Lab 02: Finite State Machines

This lab introduces state-based strategies through finite state machine games.

Game Overview

Type: State-based coordination games Players: 2 players Rounds: 1000 rounds per game Stages: Multiple states with different rules

Games

Battle of the Sexes (BOS) Finite State

  • States: Multiple states with different coordination challenges

  • Actions: Action A (0), Action B (1)

  • Key Concept: State-dependent coordination

Battle of the Sexes II (BOSII)

  • States: Extended state space with more complex transitions

  • Actions: Action A (0), Action B (1)

  • Key Concept: Multi-state coordination

State Space

Observations

observation = {
    "current_state": 0,  # Current state of the game
    "state_history": [0, 1, 0, 2],  # Recent state transitions
    "round_count": 45  # Current round number
}

Actions

action = 0  # Action A
action = 1  # Action B

Rewards

State-dependent payoffs:

# Example: different payoffs in different states
if current_state == 0:
    # Coordination game in state 0
    if my_action == opponent_action:
        reward = 3  # Both choose same action
    else:
        reward = 0  # Different actions
elif current_state == 1:
    # Different game in state 1
    reward = calculate_state_1_payoff(my_action, opponent_action)

Game Structure

Stage Type

  • Multiple states with different rules

  • State transitions based on actions

  • State-dependent payoffs - rewards vary by state

Learning Opportunities

  • State recognition - understand current game state

  • State transitions - predict how actions change states

  • State-specific strategies - adapt to different game rules

Key Concepts

State Machines

Games with multiple states and transition rules.
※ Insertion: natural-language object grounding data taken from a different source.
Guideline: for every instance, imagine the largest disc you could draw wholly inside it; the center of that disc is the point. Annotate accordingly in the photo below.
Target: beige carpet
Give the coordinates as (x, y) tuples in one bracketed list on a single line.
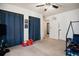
[(45, 47)]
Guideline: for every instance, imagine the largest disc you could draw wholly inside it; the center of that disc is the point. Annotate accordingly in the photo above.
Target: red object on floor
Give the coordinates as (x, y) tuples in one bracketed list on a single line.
[(23, 44), (29, 42)]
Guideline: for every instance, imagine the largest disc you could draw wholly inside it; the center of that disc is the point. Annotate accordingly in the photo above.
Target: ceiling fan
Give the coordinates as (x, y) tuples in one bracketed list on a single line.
[(56, 6)]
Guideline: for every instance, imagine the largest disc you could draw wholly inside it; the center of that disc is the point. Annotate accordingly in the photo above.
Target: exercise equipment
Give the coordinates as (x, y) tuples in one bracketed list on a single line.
[(72, 44)]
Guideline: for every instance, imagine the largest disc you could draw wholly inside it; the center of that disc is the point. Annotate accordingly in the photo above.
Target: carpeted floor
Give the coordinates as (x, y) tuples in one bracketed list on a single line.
[(45, 47)]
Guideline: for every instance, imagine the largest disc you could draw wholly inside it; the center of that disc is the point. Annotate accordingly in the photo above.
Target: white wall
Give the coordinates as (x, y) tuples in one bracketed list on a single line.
[(26, 13), (63, 19)]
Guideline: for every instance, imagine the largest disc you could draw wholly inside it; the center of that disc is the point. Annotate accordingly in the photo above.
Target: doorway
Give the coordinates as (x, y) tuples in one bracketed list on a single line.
[(34, 28)]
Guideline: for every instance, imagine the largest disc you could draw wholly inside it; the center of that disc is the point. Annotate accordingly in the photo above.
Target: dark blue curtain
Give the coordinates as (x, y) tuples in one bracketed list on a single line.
[(15, 28), (34, 28)]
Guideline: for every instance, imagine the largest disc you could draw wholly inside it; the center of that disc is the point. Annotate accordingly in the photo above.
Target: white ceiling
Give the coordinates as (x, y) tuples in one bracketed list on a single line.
[(51, 11)]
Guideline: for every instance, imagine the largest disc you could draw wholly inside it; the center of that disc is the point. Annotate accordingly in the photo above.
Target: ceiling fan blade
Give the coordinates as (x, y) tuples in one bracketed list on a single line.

State-Dependent Strategies

Different optimal actions in different states.

Coordination

Players must coordinate their actions for optimal payoffs.

Testing

Local Testing

from core.engine import Engine
from core.game.BOSGame import BOSGame
from core.agents.lab02.random_agent import RandomAgent

my_agent = MyAgent("MyAgent")
opponent = RandomAgent("Random")

engine = Engine(BOSGame(), [my_agent, opponent], rounds=1000)
results = engine.run()

print(f"My score: {results[0]}")
print(f"Opponent score: {results[1]}")

State Analysis

def analyze_states(self):
    if 'current_state' in self.last_observation:
        current_state = self.last_observation['current_state']
        print(f"Current state: {current_state}")
        
        # Track performance by state
        if current_state not in self.state_performance:
            self.state_performance[current_state] = []
        self.state_performance[current_state].append(self.get_last_reward())

Expected Outcomes

Against Random Opponent

  • Random agent: ~0 average reward

  • State-aware agent: >0 average reward (should win)

  • Coordinating agent: >0 average reward (should coordinate)

Against Coordinating Opponent

  • Random agent: ~0 average reward

  • State-aware agent: >0 average reward (should coordinate)

  • Coordinating agent: >0 average reward (should coordinate)

Next Steps

  1. Implement a state-aware agent using the common patterns

  2. Track state transitions to understand the game structure

  3. Test coordination strategies against different opponents

  4. Compete against other students

Focus on understanding state transitions and coordination mechanisms!